La requérante s’était d’abord heurtée à la position de la Cour d’appel selon laquelle la réunion de toutes les parts en une seule main n’entraîne pas la dissolution de plein droit de la société. Se fondant sur l’article 1844-5 du Code civil, les juges du fond reprenaient le principe selon lequel la dissolution peut être demandée par tout intéressé si la situation n’a pas été régularisée dans le délai d’un an avec, des possibilités de régularisation sous certains délais accordées par le tribunal. Ainsi, les juges du fond avaient jugé que les effets de la tontine ne remettaient pas en cause la validité du contrat de société régulièrement constitué à l’origine.

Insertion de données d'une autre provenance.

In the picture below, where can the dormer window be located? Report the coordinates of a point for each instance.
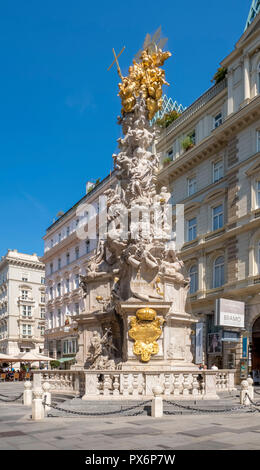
(218, 120)
(191, 186)
(218, 171)
(258, 78)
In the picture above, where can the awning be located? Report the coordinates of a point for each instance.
(65, 359)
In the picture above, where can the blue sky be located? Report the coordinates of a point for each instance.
(59, 105)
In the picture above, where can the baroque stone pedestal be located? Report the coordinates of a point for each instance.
(174, 340)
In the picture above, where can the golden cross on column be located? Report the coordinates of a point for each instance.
(117, 63)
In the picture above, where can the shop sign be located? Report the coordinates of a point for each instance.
(215, 344)
(199, 343)
(230, 313)
(231, 336)
(244, 346)
(243, 369)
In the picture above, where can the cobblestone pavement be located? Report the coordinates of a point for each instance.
(227, 431)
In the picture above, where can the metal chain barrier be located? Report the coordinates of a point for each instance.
(10, 400)
(106, 413)
(251, 401)
(202, 410)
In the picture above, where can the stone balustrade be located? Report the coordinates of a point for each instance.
(63, 381)
(138, 385)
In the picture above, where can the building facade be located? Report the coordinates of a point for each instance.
(214, 147)
(68, 245)
(22, 303)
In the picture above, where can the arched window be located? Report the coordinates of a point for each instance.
(193, 273)
(258, 78)
(258, 257)
(218, 273)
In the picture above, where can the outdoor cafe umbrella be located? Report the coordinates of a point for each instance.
(7, 358)
(32, 356)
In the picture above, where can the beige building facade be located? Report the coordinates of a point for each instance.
(217, 178)
(22, 303)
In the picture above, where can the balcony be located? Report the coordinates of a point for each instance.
(196, 106)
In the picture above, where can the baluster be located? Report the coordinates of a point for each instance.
(177, 385)
(130, 386)
(135, 384)
(116, 386)
(141, 385)
(185, 385)
(225, 381)
(125, 385)
(218, 382)
(195, 385)
(107, 384)
(167, 385)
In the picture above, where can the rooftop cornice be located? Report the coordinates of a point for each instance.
(213, 143)
(214, 93)
(89, 197)
(21, 262)
(246, 37)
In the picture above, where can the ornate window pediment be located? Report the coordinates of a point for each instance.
(214, 194)
(255, 168)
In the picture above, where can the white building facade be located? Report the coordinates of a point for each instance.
(68, 245)
(217, 178)
(22, 303)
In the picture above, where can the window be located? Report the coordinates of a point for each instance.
(258, 141)
(258, 257)
(192, 136)
(258, 78)
(27, 311)
(24, 294)
(218, 171)
(217, 217)
(59, 289)
(258, 193)
(27, 330)
(191, 186)
(193, 279)
(77, 281)
(217, 120)
(170, 154)
(69, 346)
(218, 274)
(59, 317)
(192, 229)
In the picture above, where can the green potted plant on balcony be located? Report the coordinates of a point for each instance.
(166, 161)
(220, 75)
(167, 119)
(187, 143)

Pour autant, l’associée concubine forma un pourvoi en cassation, faisant valoir qu’il y avait lieu d’opérer une distinction entre, d’une part, la réunion de l’intégralité des parts sociales entre les mains d’un seul associé en cours de vie sociale, laquelle n’affecte pas la validité originaire du contrat de société, et, d’autre part, la situation de l’associé survivant dans une société constituée entre deux associés, résultant de la mise en œuvre d’une clause de tontine. Selon elle, la rétroactivité de la clause, conduisant à considérer le survivant comme seul associé depuis l’origine, méconnaissait l’exigence de pluralité d’associés posée par l’article 1832 du Code civil.
Au terme d’un arrêt publié au Bulletin, la troisième chambre civile de la Cour de cassation lui donne partiellement raison.
D’abord, la Haute juridiction rappelle les dispositions impératives de l’article 1832 précité selon lesquelles la société est, sauf dans les cas prévus par la loi, instituée par deux ou plusieurs personnes.
Elle s’appuie également sur l’article 1844-10 du même code dans sa rédaction antérieure à celle issue de la loi n° 2019-486 du 22 mai 2019, pour rappeler les causes de nullité de la société. Ainsi, « la nullité de la société ne peut résulter que de la violation des dispositions des articles 1832, 1832-1, alinéa 1er, et 1833, ou de l’une des causes de nullité des contrats en général. Toute clause statutaire contraire à une disposition impérative du titre IX du code civil dont la violation n’est pas sanctionnée par la nullité de la société, est réputée non écrite. »
Ensuite, les juges rappellent que la clause de tontine ou d’accroissement stipulée dans les statuts d’une société civile est celle qui attribue au dernier survivant, de manière rétroactive, la propriété des parts incluses dans le pacte tontinier. Au demeurant, ils précisent qu’en portant sur l’ensemble des parts, la clause entraîne la réunion des parts en une seule main au décès de l’avant dernier tontinier.
Par ailleurs les juges écartent l’application de l’article 1844-5 du Code civil retenue par la Cour d’appel en ce que la réunion des parts produit ses effets, non pas en cours de vie sociale, mais rétroactivement, à la constitution de la société.
En conséquence, la Cour de cassation en déduit que la clause statutaire d’accroissement ou de tontine portant sur l’ensemble des parts d’une société civile, est contraire à la disposition imposant que la société soit instituée par deux ou plusieurs personnes.
Dès lors, une telle clause, violant les dispositions impératives de l’article 1832 précité, n’est pas réputée non écrite mais entraîne la nullité de la société.
Avis de l’AUREP : Cette position apparaît parfaitement conforme à la position doctrinale de l’AUREP. L’arrêt confirme la nécessité d’une approche précise et prudente de la tontine dans un cadre sociétaire. Il convient d’être vigilant en pratique à l’exclusion de parts sociales du pacte tontinier sous peine de se heurter, le moment venu, à la nullité de la société.